敗北
中沢良之助は困惑していた。
その朝、彼は「名門玄武館に入門が叶ったからには、なんとしても免許を授かる」と、姉の琴に大見得を切って家を出た。
そして、北辰一刀流という巨大な敵に懐を借りるつもりで、この道場に足を踏み入れたのだ。
しかし、師範代から「技量を測るために」申し付けられたはずの立合いで、良之助の並々ならぬ決意は、いささか肩透かしをくらった。
入れ替わり立ち代わり出てくる相手は、ものの数合で底が知れるような連中ばかりで、何れも、一度として触れられることなく、打ち据えてしまった。
中目録という肩書きの男から労せず面をとった頃には、果たしてここに学ぶべきものがあるのかという疑念すら頸をもたげてきた。

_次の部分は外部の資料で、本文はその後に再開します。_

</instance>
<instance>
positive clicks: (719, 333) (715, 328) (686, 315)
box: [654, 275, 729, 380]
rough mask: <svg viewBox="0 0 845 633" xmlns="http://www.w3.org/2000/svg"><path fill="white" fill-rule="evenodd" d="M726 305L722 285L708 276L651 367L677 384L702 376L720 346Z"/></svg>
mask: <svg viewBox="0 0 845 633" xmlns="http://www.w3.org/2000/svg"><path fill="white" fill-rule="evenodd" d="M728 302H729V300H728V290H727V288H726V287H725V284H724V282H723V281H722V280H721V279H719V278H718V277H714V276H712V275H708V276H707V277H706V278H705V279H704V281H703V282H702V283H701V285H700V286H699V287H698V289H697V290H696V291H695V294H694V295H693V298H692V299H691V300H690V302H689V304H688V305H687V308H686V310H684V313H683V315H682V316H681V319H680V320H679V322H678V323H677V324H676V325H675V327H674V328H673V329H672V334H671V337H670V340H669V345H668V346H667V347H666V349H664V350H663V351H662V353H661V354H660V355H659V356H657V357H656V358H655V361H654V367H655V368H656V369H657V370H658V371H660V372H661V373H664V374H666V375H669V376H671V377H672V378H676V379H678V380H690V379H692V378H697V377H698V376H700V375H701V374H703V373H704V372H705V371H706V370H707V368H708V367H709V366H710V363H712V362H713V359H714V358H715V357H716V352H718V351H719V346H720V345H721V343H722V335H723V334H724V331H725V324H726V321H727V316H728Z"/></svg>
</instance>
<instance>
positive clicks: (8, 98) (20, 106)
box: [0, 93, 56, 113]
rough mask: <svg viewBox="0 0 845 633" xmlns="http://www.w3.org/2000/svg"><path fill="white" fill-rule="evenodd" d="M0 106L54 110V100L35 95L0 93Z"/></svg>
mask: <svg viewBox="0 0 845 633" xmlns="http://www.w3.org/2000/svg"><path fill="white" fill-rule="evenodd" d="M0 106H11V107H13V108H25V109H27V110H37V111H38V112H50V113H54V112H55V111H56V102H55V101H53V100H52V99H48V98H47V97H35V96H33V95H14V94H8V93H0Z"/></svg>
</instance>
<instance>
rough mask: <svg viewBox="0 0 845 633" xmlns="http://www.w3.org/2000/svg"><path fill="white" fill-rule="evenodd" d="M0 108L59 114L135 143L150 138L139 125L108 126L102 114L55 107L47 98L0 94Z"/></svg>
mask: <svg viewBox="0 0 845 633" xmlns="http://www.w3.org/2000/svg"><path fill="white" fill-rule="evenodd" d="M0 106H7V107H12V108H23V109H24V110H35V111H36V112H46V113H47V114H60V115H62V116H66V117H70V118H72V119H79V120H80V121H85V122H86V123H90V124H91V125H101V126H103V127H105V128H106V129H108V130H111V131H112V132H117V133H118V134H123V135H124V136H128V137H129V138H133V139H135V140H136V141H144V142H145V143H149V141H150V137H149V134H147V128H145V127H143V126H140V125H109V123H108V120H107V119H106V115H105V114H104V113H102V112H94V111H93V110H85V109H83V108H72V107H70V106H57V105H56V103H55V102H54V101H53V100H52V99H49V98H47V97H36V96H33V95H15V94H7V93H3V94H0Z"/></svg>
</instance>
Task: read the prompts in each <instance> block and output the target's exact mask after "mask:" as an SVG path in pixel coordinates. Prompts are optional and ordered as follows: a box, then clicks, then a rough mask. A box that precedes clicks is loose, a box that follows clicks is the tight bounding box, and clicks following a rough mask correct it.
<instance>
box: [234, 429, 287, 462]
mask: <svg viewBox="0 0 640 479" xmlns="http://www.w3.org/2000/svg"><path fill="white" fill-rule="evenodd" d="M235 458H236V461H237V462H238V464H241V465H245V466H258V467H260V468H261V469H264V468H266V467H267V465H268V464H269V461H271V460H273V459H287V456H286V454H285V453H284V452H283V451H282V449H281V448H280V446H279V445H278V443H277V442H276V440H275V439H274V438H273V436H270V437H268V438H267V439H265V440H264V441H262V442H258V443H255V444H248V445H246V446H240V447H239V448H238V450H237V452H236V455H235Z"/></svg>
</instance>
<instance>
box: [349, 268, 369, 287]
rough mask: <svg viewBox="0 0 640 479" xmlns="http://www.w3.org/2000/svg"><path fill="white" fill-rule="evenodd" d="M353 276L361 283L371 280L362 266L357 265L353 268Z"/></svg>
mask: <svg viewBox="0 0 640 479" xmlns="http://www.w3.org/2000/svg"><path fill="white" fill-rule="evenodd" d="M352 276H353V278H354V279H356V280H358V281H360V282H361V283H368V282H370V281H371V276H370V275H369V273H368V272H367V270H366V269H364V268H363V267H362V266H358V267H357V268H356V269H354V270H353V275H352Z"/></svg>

そして、そろそろ見切りをつける頃合いかというときに、その男は現れた。
山南敬介は、飄然とした佇まいの浪士で、なんとも掴みどころのない男だった。
その構えは退屈なほど型に忠実で、立ち姿は美しかったが、とりたてて威圧感もない。
しかし、竹刀を合せると、良之助はどうも勝手が違うことに気がついた。
何処をどう攻めても陥落することが出来ない。
山南はまるで良之助の頭の中が読めるかのように、全ての攻撃を先んじて封じてくる。
生来短気な良之助は、膠着状態に焦れて、我知らず動作が荒くなっていた。
大きく踏み込んで、振りかぶったとき、山南の胴払いが綺麗に入った。
良之助は呆然自失の体で、振りかぶったまま立ち尽くした。
「中沢君」
山南の冷静な声が、良之助を我に返した。
「あ、はい」
「呼んでるよ」
山南が目配せする方を見ると、師範代が手招きをしている。
「中沢君。先生がお呼びだ」
「私をですか?」
「ああ。君の腕前のほどは、もう十分わかった。行きたまえ」
師範代、海保帆平の言葉は、彼の技量を認めてのものだったが、良之助は「お前では、山南に歯が立たん」と決め付けられたように感じたらしく、面白くない顔をした。
しかし、「技能試験」の目的が果たされた以上、師範代の言葉に従うしかない。
ましてや、総師範千葉周作とは、まだ挨拶も済ませていなかった。
良之助が道場に通されたとき、道場主は不在で、代わって彼を応対したのは、数年後に「千葉の小天狗」として名を馳せる息子の千葉栄次郎だった。
入門者が引きも切らぬこの道場で、一介の浪人が天下に名の知れた剣聖に謁見する機会などそうあるものではなかった。
良之助は、山南との対戦に後ろ髪を引かれる思いで道場を後にした。